Beach Chair is the debut studio album by Indian-American violinist and producer Raaginder formerly known as Violinder. It was released October 29, 2014 independently. The album features guest appearances from vocalist Tina Mann, Fateh, Raxstar, Marcus Orelias, KinG!, Sodhivine and Surjit Singh Bawa. The production was mainly handled by Raaginder with the addition of JumpinGenres, Deep Dolla$, Sodhivine and Sango.

Background

Following the 2011 mixtape release Take One..., Raaginder then still using the moniker "Violinder" began to work on new music that wasn't "cover music" but originally composed and produced.

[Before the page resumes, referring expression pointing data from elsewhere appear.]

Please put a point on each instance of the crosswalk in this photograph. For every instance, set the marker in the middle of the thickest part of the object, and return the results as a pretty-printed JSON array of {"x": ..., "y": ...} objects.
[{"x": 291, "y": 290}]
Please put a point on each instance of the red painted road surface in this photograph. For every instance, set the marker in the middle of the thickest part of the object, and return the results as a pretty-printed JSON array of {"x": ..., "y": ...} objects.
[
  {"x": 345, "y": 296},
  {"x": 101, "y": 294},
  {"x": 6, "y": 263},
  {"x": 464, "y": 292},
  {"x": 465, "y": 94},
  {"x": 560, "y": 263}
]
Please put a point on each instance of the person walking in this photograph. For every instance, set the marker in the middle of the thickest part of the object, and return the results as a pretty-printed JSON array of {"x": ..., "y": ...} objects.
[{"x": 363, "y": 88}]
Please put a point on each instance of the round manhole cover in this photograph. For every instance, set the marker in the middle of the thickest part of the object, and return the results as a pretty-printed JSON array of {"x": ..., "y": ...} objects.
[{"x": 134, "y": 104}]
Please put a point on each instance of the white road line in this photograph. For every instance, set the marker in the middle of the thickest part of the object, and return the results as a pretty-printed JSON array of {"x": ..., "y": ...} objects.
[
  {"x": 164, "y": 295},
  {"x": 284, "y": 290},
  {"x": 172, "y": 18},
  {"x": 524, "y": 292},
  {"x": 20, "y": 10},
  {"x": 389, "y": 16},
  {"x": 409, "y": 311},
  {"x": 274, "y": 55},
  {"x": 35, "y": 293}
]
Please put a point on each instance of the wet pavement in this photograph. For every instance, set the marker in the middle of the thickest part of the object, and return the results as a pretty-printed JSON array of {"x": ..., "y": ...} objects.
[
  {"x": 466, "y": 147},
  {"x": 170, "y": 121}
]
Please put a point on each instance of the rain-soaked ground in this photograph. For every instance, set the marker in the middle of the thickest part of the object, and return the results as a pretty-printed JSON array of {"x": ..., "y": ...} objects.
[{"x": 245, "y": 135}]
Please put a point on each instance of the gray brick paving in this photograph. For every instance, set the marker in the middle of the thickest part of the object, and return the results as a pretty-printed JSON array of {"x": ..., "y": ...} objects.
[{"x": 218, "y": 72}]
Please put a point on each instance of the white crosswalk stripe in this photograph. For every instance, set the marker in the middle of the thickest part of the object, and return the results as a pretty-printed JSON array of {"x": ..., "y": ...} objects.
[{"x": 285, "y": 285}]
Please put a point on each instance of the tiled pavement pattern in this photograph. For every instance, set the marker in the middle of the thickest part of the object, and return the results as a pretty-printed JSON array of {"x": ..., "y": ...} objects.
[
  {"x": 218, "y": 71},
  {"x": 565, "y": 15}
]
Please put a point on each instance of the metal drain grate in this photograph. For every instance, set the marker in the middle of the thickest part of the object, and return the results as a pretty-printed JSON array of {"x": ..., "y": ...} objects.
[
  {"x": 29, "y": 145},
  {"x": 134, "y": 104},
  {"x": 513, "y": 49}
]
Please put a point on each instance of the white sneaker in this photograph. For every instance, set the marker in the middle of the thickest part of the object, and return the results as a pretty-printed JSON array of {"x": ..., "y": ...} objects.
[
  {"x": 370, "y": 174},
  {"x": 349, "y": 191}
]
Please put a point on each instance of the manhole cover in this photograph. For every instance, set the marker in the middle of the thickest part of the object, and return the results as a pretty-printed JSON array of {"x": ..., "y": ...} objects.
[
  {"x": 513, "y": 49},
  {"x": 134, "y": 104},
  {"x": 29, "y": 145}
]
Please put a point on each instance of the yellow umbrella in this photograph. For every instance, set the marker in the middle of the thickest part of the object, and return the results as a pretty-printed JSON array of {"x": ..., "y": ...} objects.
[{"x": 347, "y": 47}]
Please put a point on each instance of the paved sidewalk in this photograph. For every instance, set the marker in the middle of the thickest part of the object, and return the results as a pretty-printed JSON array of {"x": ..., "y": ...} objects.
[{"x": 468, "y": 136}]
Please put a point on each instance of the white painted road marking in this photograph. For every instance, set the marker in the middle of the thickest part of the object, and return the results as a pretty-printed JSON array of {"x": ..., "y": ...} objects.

Raaginder stated " It was the first time, I displayed my music productions and original compositions on a body of work.". The album's title was inspired by the Jay Z song "Beach Chair". The lead single "Dholna Ve" featuring Tina Mann was released on October 31, 2013. and was succeeded with "Raindrops" a tribute to Raaginder's mother whom passed away in April during the recording process and the single featured on The Times of India, "Bonfire/Coastin" featuring Sodhivine and KinG! a few months later on October 29, 2014. Due to a last minute addition the album was supposed to release on October 27, 2014 but was pushed back to October 29, 2014. On October 28th, a day before the albums release via Twitter, Momi teased the tracklist.

Track listing

Personnel

Notes
 JumpinGenres (track 1) - production
 Sodhivine (track 2) - production
 Deep Dolla$ (track 3) - production
 Raaginder (tracks 3-8, 10, 11) - production
 Sodhivine (track 9) - production
 Surjit Singh Bawa (track 6) - drums
 Tina Mann (track 3) - vocals
 Raxstar (track 5) - vocals
 Marcus Orelias (track 7) - vocals; sample arrangement
 KinG! (track 8) - vocals
 Fateh (track 11) - vocals
 Jeff Jackson (track 7) - Mixing engineer

Sample credits
 "Depth" contains a sample of "Beach Chair" written and performed by Raaginder featuring Marcus Orelias.
 "Beach Chair" contains inserts from the series Mad Men performed by Jon Hamm as Don Draper and January Jones as Betty Draper.